The department also supported legislation in the last General Assembly session (SB455/HB669) that created a new pathway for entry into the appraisal industry. It would allow appraiser trainees to substitute the mandatory 1000-1500 hours of supervision for completion of practical coursework, according to the spokeswoman.
”The recently passed legislation would improve access to appraisal licensure, as mandated supervision is a significant barrier to entry into the appraisal field, especially for people of color,” according to the spokeswoman.
Clearing other hurdles
With technological advances and high-profile society trends, new obstacles pop up regularly that make it even more difficult to create an equitable real estate market, according to Black industry professionals.
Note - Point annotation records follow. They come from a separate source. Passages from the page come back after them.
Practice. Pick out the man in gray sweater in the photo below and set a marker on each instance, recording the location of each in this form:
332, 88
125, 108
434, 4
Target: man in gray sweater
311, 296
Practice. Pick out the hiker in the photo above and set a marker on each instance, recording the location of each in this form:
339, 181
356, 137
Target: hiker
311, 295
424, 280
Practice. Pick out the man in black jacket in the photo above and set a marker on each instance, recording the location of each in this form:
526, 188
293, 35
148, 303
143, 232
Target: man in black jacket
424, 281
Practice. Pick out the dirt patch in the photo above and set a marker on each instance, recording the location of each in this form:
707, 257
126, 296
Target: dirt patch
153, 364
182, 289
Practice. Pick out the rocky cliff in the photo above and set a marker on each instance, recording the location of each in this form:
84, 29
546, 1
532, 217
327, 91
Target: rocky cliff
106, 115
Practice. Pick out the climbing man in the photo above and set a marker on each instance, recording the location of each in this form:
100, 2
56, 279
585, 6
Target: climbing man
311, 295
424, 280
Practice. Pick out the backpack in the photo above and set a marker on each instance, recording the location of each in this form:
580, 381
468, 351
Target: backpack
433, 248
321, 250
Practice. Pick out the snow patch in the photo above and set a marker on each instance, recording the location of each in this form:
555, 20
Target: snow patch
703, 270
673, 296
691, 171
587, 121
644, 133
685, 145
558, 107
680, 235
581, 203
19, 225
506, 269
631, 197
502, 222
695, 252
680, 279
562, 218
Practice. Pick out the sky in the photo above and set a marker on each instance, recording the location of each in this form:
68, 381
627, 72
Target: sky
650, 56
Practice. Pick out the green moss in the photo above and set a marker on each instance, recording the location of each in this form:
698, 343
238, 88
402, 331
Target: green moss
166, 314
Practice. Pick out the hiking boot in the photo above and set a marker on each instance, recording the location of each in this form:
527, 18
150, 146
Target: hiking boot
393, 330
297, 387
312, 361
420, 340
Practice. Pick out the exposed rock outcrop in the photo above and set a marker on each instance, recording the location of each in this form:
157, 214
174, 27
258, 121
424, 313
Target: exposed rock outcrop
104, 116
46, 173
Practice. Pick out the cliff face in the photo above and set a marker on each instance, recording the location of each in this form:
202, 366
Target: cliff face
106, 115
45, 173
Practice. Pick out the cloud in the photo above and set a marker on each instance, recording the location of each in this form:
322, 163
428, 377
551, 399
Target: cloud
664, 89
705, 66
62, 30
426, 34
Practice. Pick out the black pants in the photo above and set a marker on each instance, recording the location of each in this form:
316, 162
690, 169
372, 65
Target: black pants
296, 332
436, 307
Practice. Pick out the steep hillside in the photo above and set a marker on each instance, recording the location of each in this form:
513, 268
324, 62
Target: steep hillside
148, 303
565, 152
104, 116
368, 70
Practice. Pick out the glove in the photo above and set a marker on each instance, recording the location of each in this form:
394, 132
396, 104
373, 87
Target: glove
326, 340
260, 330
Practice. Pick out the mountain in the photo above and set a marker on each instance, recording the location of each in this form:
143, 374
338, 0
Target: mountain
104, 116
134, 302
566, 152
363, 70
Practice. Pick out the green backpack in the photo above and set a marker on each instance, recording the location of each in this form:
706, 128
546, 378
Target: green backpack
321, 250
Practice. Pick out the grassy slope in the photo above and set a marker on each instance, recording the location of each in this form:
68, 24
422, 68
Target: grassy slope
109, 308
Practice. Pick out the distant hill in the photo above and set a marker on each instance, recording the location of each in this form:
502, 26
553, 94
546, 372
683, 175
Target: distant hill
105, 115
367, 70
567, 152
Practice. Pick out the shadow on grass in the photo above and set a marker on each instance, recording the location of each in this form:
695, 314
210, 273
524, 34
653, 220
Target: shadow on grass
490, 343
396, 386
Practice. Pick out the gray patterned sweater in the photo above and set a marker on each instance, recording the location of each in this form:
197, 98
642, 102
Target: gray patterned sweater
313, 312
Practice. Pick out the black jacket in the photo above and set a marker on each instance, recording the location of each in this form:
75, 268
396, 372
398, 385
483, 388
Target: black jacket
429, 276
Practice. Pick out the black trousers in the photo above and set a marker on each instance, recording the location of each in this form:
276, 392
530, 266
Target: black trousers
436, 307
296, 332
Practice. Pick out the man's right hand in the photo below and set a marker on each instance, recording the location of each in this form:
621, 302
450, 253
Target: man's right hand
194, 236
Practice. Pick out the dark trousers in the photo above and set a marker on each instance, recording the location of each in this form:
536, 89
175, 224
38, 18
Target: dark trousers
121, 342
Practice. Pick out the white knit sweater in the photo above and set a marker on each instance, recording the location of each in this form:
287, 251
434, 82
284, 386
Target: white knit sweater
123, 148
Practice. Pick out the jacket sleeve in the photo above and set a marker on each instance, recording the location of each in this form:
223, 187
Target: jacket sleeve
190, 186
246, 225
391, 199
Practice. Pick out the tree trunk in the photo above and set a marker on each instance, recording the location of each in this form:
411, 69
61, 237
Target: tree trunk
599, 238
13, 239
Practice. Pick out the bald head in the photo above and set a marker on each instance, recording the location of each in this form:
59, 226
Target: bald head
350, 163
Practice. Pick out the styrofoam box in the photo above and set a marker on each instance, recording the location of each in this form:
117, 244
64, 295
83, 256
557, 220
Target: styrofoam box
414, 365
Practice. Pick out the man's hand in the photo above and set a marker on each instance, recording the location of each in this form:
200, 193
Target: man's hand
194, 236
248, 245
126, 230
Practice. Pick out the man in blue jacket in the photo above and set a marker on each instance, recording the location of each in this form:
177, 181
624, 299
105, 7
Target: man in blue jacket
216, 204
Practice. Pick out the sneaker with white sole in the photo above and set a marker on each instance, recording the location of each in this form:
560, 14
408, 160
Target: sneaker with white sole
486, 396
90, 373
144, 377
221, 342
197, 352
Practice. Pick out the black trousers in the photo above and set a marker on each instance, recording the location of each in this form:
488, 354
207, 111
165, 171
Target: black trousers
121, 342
Spivey said that sellers are now using ring cameras, “nanny cams” and Google voice and Alexa systems to learn the identities of potential buyers who visit during open houses or when a real estate agent is showing the home.
“I first started hearing about it four or five years ago,” Spivey said. “They are using cameras to see who comes in and out of the home.”
And something as simple as a Black real estate agent hosting an open house or showing a home can now raise safety concerns for that agent.
Menkiti said that considering recent stand-your-ground shootings, many of her Black male real estate agents are now pairing up when going door to door to inform neighbors of open houses.
“I’ve seen a lot of the agents reconsider knocking on doors,” she said. “It’s just the reality. We’re seeing it play out.”
Spivey said he knows several Black real estate agents who have stopped putting their pictures on for-sale signs to better conceal their identities.
“Sometimes that is a deterrent for a buyer to buy a home,” he lamented. “There are more white homeowners than there are Black. Sometimes that can hurt us. They are controlling the market.”